Le parole di Juncker indicano sostanzialmente che è incominciata la campagna d’Italia. La Germania sta raccogliendo le forze perché vuole fare pagare al nostro Paese l’iniziativa diplomatica in Medio Oriente e soprattutto nel Mediterraneo. La radice della crisi europea non è in Europa, bensì nell’iniziativa giusta e vittoriosa che l’Italia ha condotto in Libia.

 

Quali sono gli obiettivi dell’iniziativa di Renzi in Libia?

Il nostro Paese vuole riappropriarsi del suo ruolo a Tripoli, che era stato messo in discussione dall’avventura francese voluta da Sarkozy contro Gheddafi, con la quale Parigi voleva cacciarci dal Paese nordafricano. Senza un ruolo in Libia l’Italia è economicamente morta, e non soltanto per il petrolio. Da Tripoli passano infatti tutte le rotte mediterranee che coinvolgono Egitto, Algeria e Marocco.

 

Perché l’attacco di Juncker arriva proprio adesso?

Perché in questo momento il potere del Nord America, che finora ha sostenuto Renzi in modo solido, si trova in una fase di transizione. L’appoggio esterno di cui può godere il governo Renzi è debole, perché c’è incertezza su come andrà a finire la campagna elettorale Usa. Juncker ha scelto il momento più opportuno per farla pagare al nostro premier.

 

A questo punto che cosa dovrebbe fare Renzi?
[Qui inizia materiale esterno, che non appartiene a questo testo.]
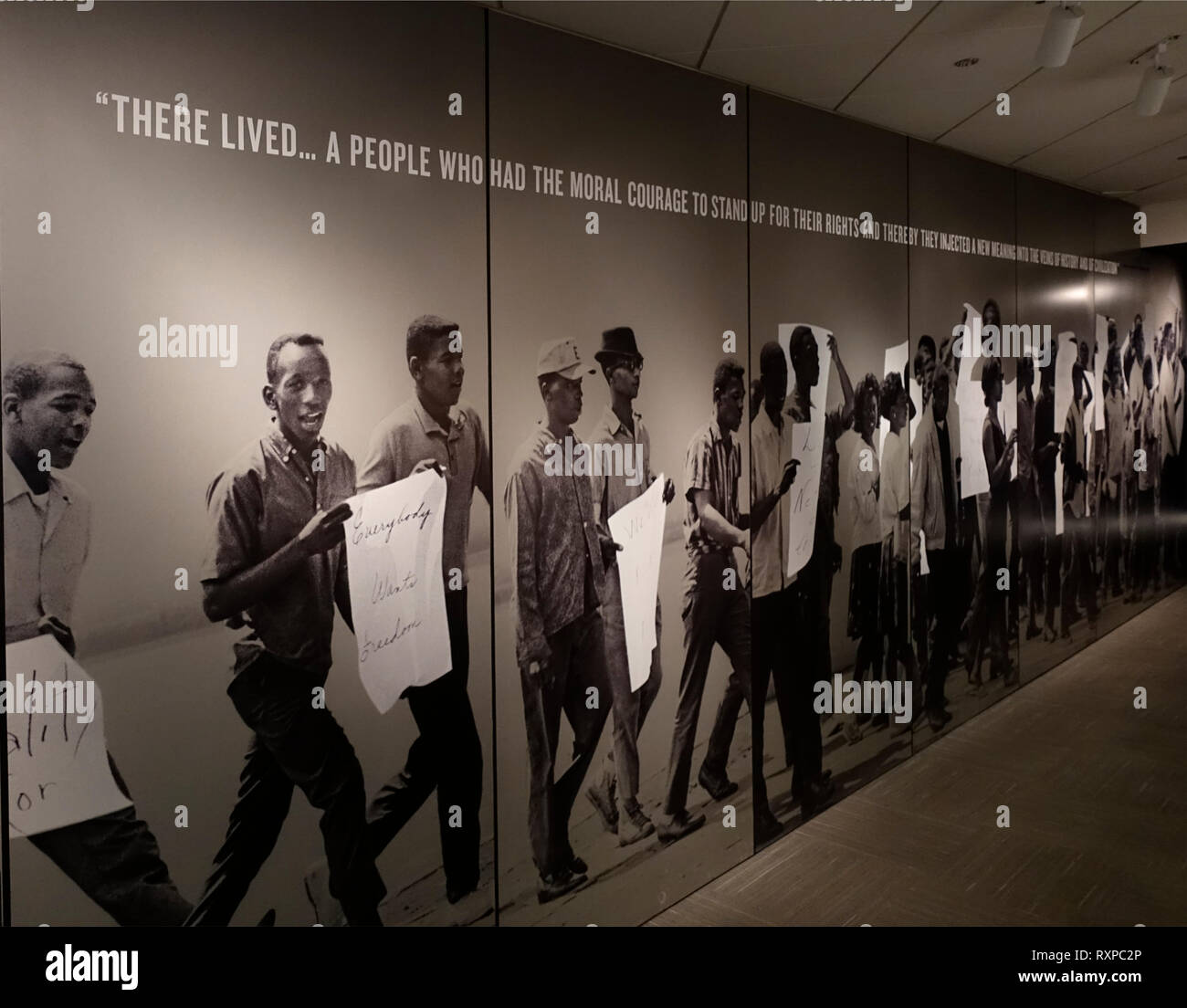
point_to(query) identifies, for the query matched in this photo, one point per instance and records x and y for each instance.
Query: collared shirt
(713, 465)
(554, 545)
(771, 450)
(259, 504)
(408, 435)
(43, 550)
(1115, 434)
(610, 489)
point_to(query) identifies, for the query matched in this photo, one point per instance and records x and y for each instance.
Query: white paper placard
(58, 755)
(639, 530)
(396, 589)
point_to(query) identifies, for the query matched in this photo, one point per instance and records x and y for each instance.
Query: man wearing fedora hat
(620, 424)
(561, 558)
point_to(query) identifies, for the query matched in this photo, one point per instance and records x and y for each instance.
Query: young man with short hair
(621, 425)
(434, 430)
(1078, 576)
(274, 568)
(47, 405)
(559, 556)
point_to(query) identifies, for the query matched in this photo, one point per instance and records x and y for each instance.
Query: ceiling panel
(814, 52)
(1174, 189)
(1142, 170)
(1097, 81)
(919, 90)
(673, 28)
(1119, 135)
(895, 69)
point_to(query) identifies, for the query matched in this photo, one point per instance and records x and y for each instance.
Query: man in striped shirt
(716, 605)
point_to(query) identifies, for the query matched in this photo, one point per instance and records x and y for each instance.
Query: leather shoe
(679, 825)
(719, 787)
(814, 798)
(558, 884)
(766, 827)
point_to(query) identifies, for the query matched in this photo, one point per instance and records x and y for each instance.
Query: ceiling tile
(812, 52)
(918, 89)
(676, 30)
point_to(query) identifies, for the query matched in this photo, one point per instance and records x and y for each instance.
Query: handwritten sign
(639, 530)
(807, 446)
(396, 589)
(58, 756)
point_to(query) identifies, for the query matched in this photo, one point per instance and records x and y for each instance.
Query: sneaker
(327, 909)
(558, 884)
(679, 825)
(634, 825)
(601, 795)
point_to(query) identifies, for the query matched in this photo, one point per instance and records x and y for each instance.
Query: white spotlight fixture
(1059, 36)
(1155, 81)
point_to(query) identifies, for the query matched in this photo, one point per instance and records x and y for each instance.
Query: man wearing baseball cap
(621, 425)
(561, 558)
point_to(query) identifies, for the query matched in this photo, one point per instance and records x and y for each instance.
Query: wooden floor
(1097, 797)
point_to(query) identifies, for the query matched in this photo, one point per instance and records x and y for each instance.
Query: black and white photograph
(252, 308)
(704, 463)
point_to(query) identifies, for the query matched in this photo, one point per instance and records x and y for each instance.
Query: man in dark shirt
(434, 430)
(274, 568)
(47, 405)
(812, 587)
(716, 605)
(936, 510)
(1045, 446)
(559, 557)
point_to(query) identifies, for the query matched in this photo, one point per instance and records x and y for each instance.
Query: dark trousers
(772, 664)
(1031, 548)
(295, 744)
(115, 861)
(1146, 541)
(1078, 576)
(446, 756)
(576, 663)
(1052, 552)
(712, 615)
(807, 747)
(1110, 518)
(945, 605)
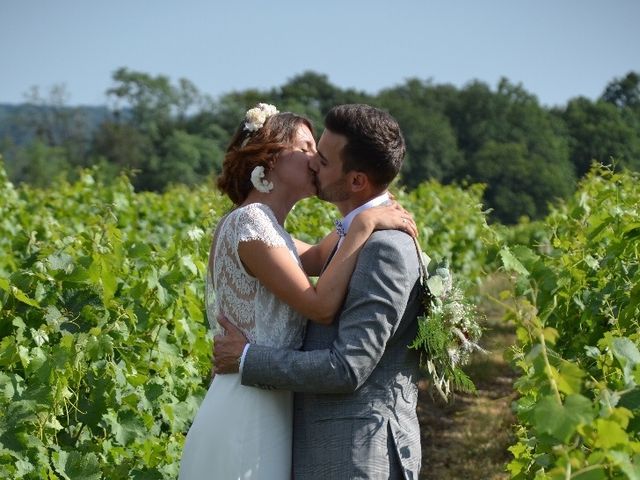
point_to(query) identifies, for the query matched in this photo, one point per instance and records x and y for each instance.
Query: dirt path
(469, 438)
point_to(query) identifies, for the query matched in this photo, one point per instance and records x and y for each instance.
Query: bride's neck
(279, 206)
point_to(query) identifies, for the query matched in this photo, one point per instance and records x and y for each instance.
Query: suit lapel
(333, 252)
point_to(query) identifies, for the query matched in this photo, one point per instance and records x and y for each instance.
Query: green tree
(599, 131)
(519, 182)
(624, 92)
(508, 122)
(432, 151)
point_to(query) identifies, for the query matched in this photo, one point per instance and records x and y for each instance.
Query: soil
(468, 437)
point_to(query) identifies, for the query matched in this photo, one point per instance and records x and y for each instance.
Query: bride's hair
(249, 149)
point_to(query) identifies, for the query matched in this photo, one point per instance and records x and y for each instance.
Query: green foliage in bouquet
(448, 331)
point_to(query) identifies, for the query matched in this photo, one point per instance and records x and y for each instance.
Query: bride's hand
(388, 217)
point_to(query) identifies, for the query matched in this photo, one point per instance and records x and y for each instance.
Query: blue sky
(557, 49)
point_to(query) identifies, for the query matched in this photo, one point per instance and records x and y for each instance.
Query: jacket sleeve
(379, 289)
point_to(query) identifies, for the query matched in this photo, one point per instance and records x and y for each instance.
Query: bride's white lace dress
(244, 432)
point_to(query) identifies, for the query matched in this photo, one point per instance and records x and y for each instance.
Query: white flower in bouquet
(448, 331)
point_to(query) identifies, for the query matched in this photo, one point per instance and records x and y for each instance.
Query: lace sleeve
(257, 222)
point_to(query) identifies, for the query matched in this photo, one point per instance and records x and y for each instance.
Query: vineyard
(105, 349)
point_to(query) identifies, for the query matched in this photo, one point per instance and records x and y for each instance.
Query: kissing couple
(313, 381)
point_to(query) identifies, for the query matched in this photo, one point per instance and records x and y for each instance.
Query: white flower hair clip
(257, 179)
(255, 117)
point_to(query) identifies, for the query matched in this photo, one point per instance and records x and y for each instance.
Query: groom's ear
(358, 181)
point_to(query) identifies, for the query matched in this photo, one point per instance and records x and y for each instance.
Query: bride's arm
(277, 271)
(313, 257)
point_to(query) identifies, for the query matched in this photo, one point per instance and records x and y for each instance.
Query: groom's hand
(227, 349)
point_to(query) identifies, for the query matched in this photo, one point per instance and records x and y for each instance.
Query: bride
(260, 277)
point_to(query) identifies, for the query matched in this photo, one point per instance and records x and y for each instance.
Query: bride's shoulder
(255, 212)
(256, 221)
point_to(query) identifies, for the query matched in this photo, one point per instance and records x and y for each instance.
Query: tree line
(161, 133)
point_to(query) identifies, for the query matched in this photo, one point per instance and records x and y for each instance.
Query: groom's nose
(314, 163)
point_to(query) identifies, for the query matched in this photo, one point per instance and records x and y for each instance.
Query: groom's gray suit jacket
(355, 410)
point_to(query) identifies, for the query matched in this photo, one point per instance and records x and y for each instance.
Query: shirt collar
(374, 202)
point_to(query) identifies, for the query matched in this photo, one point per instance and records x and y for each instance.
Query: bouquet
(448, 330)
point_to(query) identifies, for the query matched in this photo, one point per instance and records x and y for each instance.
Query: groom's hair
(375, 144)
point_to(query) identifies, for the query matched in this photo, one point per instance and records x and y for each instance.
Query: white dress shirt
(346, 223)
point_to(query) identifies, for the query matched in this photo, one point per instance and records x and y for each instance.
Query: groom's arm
(379, 290)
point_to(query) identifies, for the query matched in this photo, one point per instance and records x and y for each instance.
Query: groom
(355, 380)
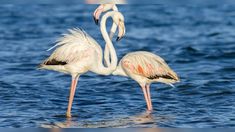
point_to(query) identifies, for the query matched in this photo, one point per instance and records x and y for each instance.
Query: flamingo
(78, 53)
(143, 67)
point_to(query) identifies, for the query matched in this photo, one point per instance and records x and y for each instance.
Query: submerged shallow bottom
(198, 43)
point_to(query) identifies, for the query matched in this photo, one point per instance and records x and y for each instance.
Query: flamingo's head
(103, 8)
(118, 19)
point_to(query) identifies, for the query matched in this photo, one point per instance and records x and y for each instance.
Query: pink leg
(149, 97)
(71, 96)
(145, 96)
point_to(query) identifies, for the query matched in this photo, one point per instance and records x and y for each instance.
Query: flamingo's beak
(97, 14)
(122, 30)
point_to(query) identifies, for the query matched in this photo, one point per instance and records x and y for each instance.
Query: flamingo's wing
(72, 47)
(148, 65)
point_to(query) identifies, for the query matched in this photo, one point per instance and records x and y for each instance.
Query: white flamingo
(143, 67)
(78, 53)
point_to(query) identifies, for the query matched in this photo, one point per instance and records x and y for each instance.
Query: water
(197, 42)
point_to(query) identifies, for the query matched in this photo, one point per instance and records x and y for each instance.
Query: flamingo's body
(78, 53)
(146, 68)
(143, 67)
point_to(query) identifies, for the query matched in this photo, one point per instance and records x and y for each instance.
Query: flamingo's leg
(149, 96)
(145, 96)
(71, 96)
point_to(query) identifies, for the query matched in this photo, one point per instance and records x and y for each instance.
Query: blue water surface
(198, 42)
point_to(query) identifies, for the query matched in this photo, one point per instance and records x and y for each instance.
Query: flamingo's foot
(68, 115)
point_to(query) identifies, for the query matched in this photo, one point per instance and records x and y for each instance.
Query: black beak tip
(118, 39)
(96, 21)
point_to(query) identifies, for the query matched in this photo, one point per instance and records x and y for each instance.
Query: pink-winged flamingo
(143, 67)
(78, 53)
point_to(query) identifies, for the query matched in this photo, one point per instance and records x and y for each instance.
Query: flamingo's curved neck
(111, 34)
(101, 69)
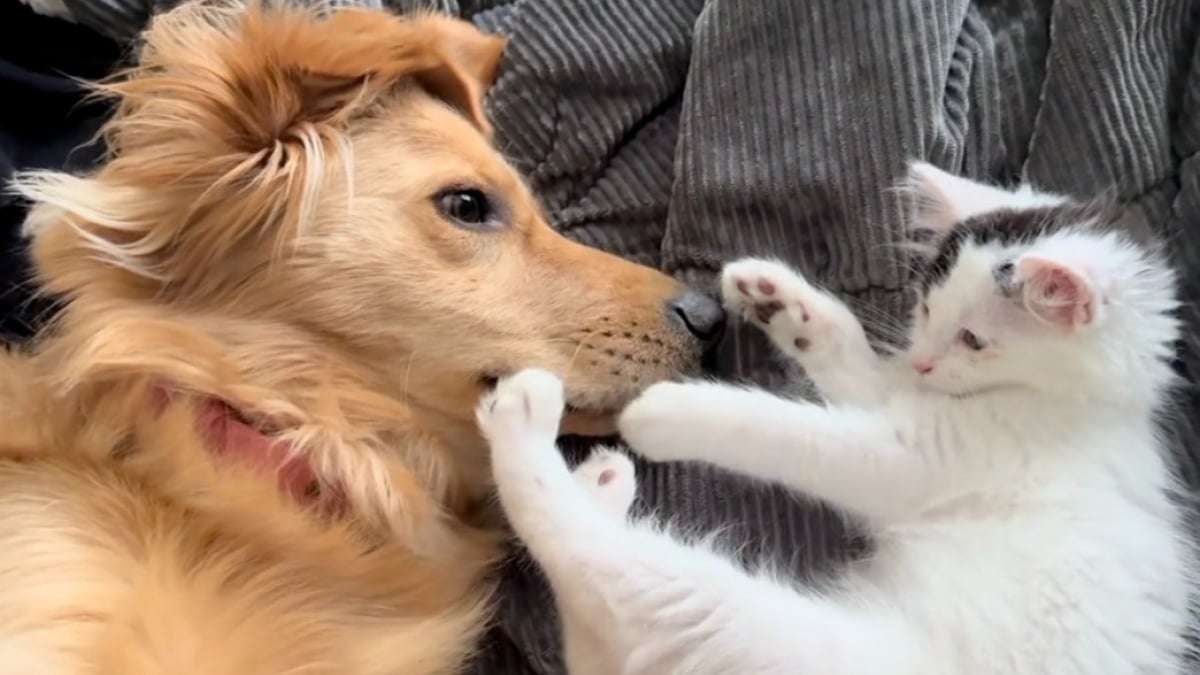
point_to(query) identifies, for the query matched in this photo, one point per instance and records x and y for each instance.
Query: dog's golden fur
(265, 233)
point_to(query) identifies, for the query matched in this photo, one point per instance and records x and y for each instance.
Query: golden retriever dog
(247, 444)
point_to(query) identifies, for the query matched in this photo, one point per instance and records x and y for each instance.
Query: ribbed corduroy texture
(774, 127)
(688, 132)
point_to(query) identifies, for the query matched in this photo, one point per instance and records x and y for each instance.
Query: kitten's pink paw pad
(523, 405)
(773, 297)
(609, 476)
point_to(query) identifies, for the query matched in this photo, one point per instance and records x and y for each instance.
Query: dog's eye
(467, 207)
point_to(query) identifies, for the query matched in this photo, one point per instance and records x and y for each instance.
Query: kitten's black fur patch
(1014, 226)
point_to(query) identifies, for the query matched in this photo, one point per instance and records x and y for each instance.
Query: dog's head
(335, 174)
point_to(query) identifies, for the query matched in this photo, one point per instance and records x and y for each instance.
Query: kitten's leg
(851, 458)
(809, 324)
(545, 505)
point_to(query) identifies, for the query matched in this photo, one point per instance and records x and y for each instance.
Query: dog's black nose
(701, 315)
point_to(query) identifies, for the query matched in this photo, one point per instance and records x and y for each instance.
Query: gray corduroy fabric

Dovrebbe continuare a fare quello che sta già facendo, intessendo nello stesso tempo una forte iniziativa diplomatica a livello internazionale. Renzi deve chiedere un appoggio più forte da parte degli Stati Uniti, recandosi a Washington e affrontando la questione con Obama. Dovrebbe inoltre lavorare, soprattutto attraverso la Farnesina, per conquistare un appoggio maggiore dell’establishment americano al di là della divisione tra Democratici e Repubblicani.

 

Chi altro potrebbe essere un alleato dell’Italia in questa fase?

Il Regno Unito, con cui l’Italia dovrebbe riallacciare i rapporti. Gli inglesi infatti a loro volta non hanno interesse che la Francia domini il Mediterraneo. Finora tra Roma e Londra ci sono state solo relazioni estemporanee e più mondane che diplomatiche, mentre occorre intessere degli scambi più seri.